Like many ML algorithms, the focus is on development of “classifiers”. As detailed here, classifiers are far from optimal in medical decision support where decisions are not to be made in a paper but only once utilities/costs are known. Utilities and costs only become known during the physician/patient interaction. Unlike statistical models which directly estimate risk or life expectancy, the majority of ML algorithms start by using classification, then if a probability is needed they try to convert the patterns into a probability (this is sometimes called a “probability machine”). As judged by Avati et al’s calibration plot, this conversion may not be reliable.

Avati et al, besides showing us what is needed, and consistent with forward prediction (the calibration plot) also reported a number of problematic measures. As detailed here, the use of improper probability accuracy scoring rules is very common in the ML world, because of the hope that one can actually make a decision (classification) using the data without needing to incorporate costs of incorrect decisions (utilities). Improper accuracy scores have a number of problems, such as

Proportion classified correctly, sensitivity, specificity, precision, and recall are all improper accuracy scoring rules and should not play a role in a forward prediction mode when risk or life expectancy estimation are the real goals. A poker player wins consistently because she is able to estimate the probability she will ultimately win with her current hand, not because she recalls how often she’s had such a hand when she won.

One additional point: the ML deep learning algorithm is a black box, not provided by Avati et al, and apparently not usable by others. And the algorithm is so complex (especially with its extreme usage of procedure codes) that one can’t be certain that it didn’t use proxies for private insurance coverage, raising a possible ethics flag. In general, any bias that exists in the health system may be represented in the EHR, and an EHR-wide ML algorithm has a chance of perpetuating that bias in future medical decisions. On a separate note, I would favor using comprehensive comorbidity indexes and severity of disease measures over doing a free-range exploration of ICD-9 codes.

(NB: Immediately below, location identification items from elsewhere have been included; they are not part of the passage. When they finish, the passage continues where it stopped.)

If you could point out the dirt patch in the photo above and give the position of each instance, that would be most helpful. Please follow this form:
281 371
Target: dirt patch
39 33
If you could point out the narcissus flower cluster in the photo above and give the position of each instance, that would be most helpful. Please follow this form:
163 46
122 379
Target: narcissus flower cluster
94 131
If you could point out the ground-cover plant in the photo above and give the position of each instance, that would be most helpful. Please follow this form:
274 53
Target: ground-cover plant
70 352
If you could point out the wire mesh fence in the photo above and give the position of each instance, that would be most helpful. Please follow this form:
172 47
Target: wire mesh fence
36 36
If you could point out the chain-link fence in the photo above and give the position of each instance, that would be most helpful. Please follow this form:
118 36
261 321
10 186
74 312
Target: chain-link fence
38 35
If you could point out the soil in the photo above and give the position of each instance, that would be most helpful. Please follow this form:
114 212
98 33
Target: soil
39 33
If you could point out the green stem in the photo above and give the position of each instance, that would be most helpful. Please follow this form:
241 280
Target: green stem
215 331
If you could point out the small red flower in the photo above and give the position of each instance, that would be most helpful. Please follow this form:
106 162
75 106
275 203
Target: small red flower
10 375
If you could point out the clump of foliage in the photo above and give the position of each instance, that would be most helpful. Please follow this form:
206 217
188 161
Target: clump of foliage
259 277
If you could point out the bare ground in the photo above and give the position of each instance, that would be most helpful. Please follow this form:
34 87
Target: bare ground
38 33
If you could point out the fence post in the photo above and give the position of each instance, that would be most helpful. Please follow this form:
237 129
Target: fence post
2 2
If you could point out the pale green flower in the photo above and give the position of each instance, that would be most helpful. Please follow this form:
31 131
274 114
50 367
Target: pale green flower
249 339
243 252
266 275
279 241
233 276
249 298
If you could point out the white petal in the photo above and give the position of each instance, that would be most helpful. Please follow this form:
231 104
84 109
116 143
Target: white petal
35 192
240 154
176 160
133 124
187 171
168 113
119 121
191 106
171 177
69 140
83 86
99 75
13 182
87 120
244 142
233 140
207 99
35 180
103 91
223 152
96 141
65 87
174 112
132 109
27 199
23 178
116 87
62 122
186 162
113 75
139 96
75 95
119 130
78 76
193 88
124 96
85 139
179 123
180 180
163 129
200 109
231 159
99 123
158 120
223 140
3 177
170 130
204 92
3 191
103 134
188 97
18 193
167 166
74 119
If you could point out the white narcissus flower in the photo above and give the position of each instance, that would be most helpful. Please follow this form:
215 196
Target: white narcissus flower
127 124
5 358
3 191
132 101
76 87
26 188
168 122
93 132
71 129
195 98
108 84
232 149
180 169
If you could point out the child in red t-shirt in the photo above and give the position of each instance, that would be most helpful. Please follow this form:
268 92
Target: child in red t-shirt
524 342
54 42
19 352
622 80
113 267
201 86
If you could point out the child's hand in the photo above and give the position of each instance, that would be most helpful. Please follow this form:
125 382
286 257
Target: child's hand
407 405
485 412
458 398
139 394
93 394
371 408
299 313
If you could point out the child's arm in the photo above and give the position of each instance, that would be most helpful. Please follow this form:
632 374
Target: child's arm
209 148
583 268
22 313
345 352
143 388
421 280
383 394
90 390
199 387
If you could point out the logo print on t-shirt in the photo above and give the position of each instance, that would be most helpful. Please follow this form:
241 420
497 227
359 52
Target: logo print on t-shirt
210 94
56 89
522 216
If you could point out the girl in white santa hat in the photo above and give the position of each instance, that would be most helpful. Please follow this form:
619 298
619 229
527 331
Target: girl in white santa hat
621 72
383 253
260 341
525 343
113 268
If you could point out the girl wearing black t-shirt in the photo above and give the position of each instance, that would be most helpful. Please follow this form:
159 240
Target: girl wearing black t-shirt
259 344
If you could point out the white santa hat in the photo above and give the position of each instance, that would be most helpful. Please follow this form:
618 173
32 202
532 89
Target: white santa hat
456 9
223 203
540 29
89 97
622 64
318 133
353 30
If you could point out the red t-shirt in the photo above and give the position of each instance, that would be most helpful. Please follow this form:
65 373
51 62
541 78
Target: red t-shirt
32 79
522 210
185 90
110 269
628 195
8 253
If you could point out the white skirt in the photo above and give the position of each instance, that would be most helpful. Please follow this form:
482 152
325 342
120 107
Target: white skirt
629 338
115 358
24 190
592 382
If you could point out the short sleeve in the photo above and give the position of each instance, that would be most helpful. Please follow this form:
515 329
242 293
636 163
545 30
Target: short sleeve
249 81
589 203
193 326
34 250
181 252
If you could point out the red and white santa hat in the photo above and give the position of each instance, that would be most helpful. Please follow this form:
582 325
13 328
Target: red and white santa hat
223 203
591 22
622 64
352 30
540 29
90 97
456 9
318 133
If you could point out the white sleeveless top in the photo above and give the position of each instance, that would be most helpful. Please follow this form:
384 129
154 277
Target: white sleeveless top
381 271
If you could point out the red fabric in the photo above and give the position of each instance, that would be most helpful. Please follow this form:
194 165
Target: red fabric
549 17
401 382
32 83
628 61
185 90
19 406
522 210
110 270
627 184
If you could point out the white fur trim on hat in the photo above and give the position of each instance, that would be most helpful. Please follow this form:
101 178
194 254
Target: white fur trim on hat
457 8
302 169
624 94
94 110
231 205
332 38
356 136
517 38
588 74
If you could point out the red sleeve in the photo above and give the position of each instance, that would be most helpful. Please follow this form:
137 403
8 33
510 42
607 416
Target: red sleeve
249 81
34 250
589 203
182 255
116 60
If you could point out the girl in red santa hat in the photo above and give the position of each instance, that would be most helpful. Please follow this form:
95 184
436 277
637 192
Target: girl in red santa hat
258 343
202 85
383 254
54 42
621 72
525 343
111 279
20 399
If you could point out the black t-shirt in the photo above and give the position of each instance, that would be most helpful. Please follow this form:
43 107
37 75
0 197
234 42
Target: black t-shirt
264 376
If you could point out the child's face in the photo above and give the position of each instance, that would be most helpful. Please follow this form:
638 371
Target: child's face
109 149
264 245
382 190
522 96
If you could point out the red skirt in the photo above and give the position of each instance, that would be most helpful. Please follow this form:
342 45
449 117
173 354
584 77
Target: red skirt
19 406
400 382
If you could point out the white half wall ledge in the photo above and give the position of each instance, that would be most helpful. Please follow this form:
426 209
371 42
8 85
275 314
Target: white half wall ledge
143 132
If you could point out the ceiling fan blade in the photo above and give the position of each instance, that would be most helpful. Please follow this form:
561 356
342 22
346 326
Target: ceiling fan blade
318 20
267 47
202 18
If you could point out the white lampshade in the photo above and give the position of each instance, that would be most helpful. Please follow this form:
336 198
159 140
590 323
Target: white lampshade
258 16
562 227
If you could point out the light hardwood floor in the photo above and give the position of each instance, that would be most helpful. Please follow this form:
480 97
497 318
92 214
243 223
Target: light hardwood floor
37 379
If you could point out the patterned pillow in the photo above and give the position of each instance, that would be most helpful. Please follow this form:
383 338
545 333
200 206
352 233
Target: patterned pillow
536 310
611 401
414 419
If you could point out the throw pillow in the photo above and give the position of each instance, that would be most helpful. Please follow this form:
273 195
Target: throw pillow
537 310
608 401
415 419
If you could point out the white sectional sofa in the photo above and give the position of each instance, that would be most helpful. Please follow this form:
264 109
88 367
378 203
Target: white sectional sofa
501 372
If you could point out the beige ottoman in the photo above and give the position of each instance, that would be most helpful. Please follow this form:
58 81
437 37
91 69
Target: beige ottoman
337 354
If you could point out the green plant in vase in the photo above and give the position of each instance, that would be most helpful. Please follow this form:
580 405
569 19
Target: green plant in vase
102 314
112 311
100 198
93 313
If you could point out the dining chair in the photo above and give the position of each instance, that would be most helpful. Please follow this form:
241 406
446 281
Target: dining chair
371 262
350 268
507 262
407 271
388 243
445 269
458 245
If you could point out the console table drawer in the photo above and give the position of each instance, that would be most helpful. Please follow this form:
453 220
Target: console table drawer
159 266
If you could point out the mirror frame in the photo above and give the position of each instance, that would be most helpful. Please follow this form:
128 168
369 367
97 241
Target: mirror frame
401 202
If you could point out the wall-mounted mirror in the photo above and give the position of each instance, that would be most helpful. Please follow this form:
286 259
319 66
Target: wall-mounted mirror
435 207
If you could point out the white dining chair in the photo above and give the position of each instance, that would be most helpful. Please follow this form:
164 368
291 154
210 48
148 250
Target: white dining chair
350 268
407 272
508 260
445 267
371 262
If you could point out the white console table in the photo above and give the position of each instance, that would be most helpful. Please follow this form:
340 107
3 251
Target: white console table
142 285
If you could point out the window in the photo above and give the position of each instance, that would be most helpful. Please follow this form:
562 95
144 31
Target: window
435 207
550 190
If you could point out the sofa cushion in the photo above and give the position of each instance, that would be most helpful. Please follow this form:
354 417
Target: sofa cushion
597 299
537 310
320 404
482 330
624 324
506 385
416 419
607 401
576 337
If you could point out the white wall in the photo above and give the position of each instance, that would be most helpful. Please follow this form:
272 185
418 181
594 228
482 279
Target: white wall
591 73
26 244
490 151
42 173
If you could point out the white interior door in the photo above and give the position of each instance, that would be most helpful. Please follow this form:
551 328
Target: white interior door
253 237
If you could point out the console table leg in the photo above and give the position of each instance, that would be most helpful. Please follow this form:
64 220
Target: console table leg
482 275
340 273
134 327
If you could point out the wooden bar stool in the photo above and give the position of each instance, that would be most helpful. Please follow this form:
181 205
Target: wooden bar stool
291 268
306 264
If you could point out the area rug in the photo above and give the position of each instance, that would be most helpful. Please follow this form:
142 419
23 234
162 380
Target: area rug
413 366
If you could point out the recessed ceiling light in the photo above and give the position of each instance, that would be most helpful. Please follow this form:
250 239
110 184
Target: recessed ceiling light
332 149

Nomogram for obtaining predicted 1- and 2-year survival probabilities and the 10th, 25th, 50th, 75th, and 90th percentiles of survival time (in months) for individual patients in HELP. Disease class abbreviations: a=ARF/MOSF/Coma, b=all others, c=CHF, d=Cancer, e=Orthopedic. To use the nomogram, place a ruler vertically such that it touches the appropriate value on the axis for each predictor. Read off where the ruler intersects the ‘Points’ axis at the top of the diagram. Do this for each predictor, making a listing of the points. Add up all these points and locate this value on the ‘Total Points’ axis with a vertical ruler. Follow the ruler down and read off any of the predicted values of interest. APS is the APACHE III Acute Physiology Score.

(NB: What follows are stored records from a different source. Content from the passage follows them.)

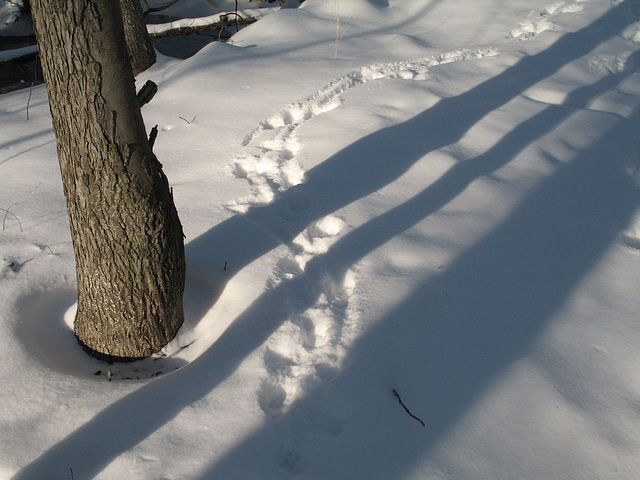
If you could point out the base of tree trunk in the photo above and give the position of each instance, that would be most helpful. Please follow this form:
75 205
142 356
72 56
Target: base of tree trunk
110 359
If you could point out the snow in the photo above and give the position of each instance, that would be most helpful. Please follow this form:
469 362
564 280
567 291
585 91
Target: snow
440 198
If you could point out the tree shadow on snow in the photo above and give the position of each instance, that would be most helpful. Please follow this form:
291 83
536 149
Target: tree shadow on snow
498 292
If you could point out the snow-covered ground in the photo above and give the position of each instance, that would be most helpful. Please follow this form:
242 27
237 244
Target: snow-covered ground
439 198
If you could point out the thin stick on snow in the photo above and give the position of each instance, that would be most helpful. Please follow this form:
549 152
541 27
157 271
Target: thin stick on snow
395 392
7 212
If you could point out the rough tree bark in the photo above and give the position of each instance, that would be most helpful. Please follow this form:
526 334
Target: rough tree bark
141 52
127 237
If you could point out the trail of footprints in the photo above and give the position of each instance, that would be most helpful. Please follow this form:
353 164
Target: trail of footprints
307 350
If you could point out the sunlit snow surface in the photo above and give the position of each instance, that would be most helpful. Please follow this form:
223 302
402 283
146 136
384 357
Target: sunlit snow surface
436 197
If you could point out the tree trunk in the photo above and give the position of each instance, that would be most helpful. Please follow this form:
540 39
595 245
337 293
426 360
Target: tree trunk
141 52
126 233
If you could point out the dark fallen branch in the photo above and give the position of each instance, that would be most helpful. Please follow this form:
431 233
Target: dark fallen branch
147 92
160 8
406 409
223 23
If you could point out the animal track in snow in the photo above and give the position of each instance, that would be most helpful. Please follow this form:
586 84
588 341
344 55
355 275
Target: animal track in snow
269 164
308 348
540 21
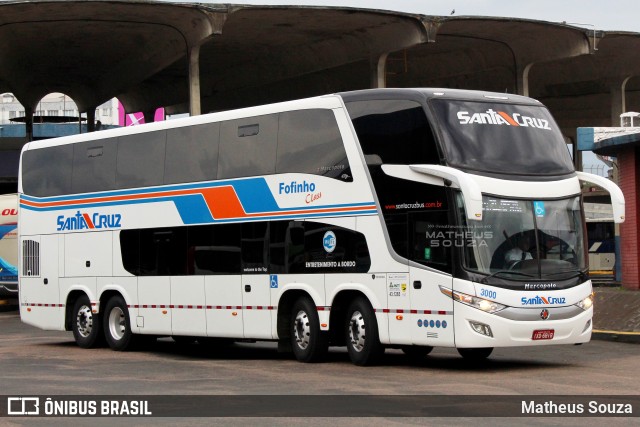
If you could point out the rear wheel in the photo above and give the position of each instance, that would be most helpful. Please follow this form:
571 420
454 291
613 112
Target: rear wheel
86 327
363 342
117 325
475 353
308 342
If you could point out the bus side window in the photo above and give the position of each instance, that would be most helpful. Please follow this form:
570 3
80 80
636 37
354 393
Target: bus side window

In the rush to use ML and large EHR databases to accelerate learning from data, researchers often forget about the advantages of statistical models and of using more compact, cleaner, and better defined data. They also sometimes forget how to measure absolute predictive accuracy, or that utilities must be incorporated to make optimum decisions. Utilities are applied to predicted risks; classifiers are at odds with optimum decision making and with incorporating utilities at the appropriate time, which is usually at the last minute just before the medical decision is made and not when a classifier is being built.